L'art transgressif du graffiti : pratiques et contrôle social

par Nicolas Mensch

Thèse de doctorat en Sociologie

Sous la direction de Gilles Ferréol.

Soutenue le 05-12-2013

à Besançon , dans le cadre de Ecole doctorale Langages, Espaces, Temps, Sociétés (Besançon) , en partenariat avec Laboratoire culture, sport, santé, société (C3S) (Besançon) (laboratoire) et de Laboratoire culture, sport, santé, société (laboratoire) .

Le président du jury était Armel Huet.

Le jury était composé de Gilles Ferréol, Armel Huet, Joëlle Deniot, Brigitte Munier, Jean-Yves Causer, Antigone Mouchtouris.

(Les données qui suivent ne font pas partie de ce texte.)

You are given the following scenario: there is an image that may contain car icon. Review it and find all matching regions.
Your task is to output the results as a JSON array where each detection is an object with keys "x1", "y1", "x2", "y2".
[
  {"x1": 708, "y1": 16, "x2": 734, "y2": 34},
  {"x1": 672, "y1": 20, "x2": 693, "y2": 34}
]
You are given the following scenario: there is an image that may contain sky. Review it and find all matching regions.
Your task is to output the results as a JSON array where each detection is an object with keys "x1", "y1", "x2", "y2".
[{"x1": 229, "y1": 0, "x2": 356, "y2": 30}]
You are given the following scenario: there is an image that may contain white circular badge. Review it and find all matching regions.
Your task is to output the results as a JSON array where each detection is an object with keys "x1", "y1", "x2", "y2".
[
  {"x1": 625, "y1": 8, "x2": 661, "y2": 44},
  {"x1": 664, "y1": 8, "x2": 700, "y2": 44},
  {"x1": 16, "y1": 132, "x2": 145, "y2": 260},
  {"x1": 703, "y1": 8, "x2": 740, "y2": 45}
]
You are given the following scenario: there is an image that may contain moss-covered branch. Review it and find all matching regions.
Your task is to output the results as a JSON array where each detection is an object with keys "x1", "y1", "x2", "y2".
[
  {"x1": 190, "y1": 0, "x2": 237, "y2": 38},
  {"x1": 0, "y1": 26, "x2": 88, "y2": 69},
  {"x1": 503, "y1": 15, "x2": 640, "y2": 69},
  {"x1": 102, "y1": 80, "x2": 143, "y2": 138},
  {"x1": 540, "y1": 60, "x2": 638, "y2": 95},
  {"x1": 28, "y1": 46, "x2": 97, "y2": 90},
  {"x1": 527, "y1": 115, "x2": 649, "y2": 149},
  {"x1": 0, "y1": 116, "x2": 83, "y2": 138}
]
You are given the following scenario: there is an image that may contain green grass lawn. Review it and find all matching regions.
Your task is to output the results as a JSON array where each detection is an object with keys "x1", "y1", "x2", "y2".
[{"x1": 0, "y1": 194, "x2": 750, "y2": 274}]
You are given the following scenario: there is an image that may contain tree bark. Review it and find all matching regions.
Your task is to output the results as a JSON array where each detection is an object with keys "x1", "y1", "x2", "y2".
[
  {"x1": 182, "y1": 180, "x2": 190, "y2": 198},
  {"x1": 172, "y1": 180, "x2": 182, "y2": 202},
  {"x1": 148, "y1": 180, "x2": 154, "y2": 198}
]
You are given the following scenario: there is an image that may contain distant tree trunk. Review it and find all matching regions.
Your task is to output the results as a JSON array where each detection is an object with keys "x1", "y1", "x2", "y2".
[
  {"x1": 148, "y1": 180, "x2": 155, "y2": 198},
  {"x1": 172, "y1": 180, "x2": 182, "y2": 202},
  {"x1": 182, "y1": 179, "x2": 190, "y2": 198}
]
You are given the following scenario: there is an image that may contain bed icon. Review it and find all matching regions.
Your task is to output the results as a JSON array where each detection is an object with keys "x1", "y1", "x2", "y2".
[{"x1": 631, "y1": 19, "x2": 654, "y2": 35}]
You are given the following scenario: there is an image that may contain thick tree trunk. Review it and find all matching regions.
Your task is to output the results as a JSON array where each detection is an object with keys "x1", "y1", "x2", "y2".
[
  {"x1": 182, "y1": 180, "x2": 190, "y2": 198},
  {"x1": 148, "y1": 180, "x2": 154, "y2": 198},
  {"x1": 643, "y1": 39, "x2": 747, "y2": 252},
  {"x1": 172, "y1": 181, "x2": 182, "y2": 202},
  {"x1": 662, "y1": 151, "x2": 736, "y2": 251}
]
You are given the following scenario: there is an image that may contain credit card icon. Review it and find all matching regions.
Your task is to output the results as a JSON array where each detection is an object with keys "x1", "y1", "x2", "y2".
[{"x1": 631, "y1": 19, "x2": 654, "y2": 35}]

Les rapporteurs étaient Joëlle Deniot, Brigitte Munier.


  • Résumé

    Le graffiti hip-hop est un objet d’étude à la croisée de la sociologie urbaine, de l’art, de la jeunesse et du droit. Autour de cet objet, les représentations divergent, entre art et vandalisme. L’hypothèse ici retenue est que, sous l’angle des critères permettant d’authentifier la valeur d’un graffiti, la démarche transgressive de son auteur prime autant que ses qualités picturales. Il y aurait une relation dialogique entre pratiques « vandales » et pratiques « artistiques ». Dans un premier temps, cette thèse s’attache à retranscrire comment des jeunes intègrent le mouvement graffiti et quelles en sont les normes. Répandue au sein de divers univers sociaux, cette pratique est un palliatif à des mécanismes d’intégration défaillants et exprime un refus de l’assignation. La transgression intervient comme un moyen de conquérir une place, tant sur les murs que dans l’espace social. L’expérience de l’écart est toujours prise de risque. Hors normes, les graffiteurs sont étiquetés déviants. La seconde partie de ce travail s’attarde sur les liens du graffiti au « sentiment d’insécurité ». Visant à résoudre les problèmes posés, punir, (mé) dire et effacer sont trois verbes qui permettent de décrire la répression ordinaire du graffiti et de ses acteurs. Ces dispositifs ont pour effet de conforter ceux-ci dans leurs engagements. Enfin, la dernière partie traite des liens qui unissent les mondes de l’art au graffiti, de l’inscription de graffiteurs dans des dispositifs de médiation culturelle à leur professionnalisation. Autonomie, expérience et transgression restent invoquées comme critères d’authentification de la valeur « artistique » du graffiti.

  • Titre traduit

    The transgressive art of graffiti : practices and social control


  • Résumé

    Hip-hop graffiti is a study object which mixes urban, art, youth and right sociologies. Concerning this object, representations diverge, between art and vandalism. The assumption is that, in terms of the criteria used to authenticate the value of a graffiti, transgressive approach of the author is as important as its pictorial qualities. There would be a dialogic relationship between “artistic” practices and “vandal” practices. The first part of this thesis explains how teenagers enter the graffiti movement and its standards. This practice is widespread in various social worlds and it palliates failure of integration mechanisms. Graffiti also expresses a rejection of social assignment. Infringment become a way to conquer a place, on walls as in society. Deviance is always risky, graffitists are labeled as being. The second part of this work focuses on the relationship between graffiti and the “feeling of insecurity”. To solve problems, three verbs describe the ordinary repression of graffiti and its actors: punish, discredit and erase. These devices tend to reinforce graffitists in their commitments. The third part shows the links between the worlds of art and graffiti, from the inclusion of graffitists in cultural mediation to their professionalization. Independence, experience and transgression keep invoked as authentication of “artistic” value of graffiti.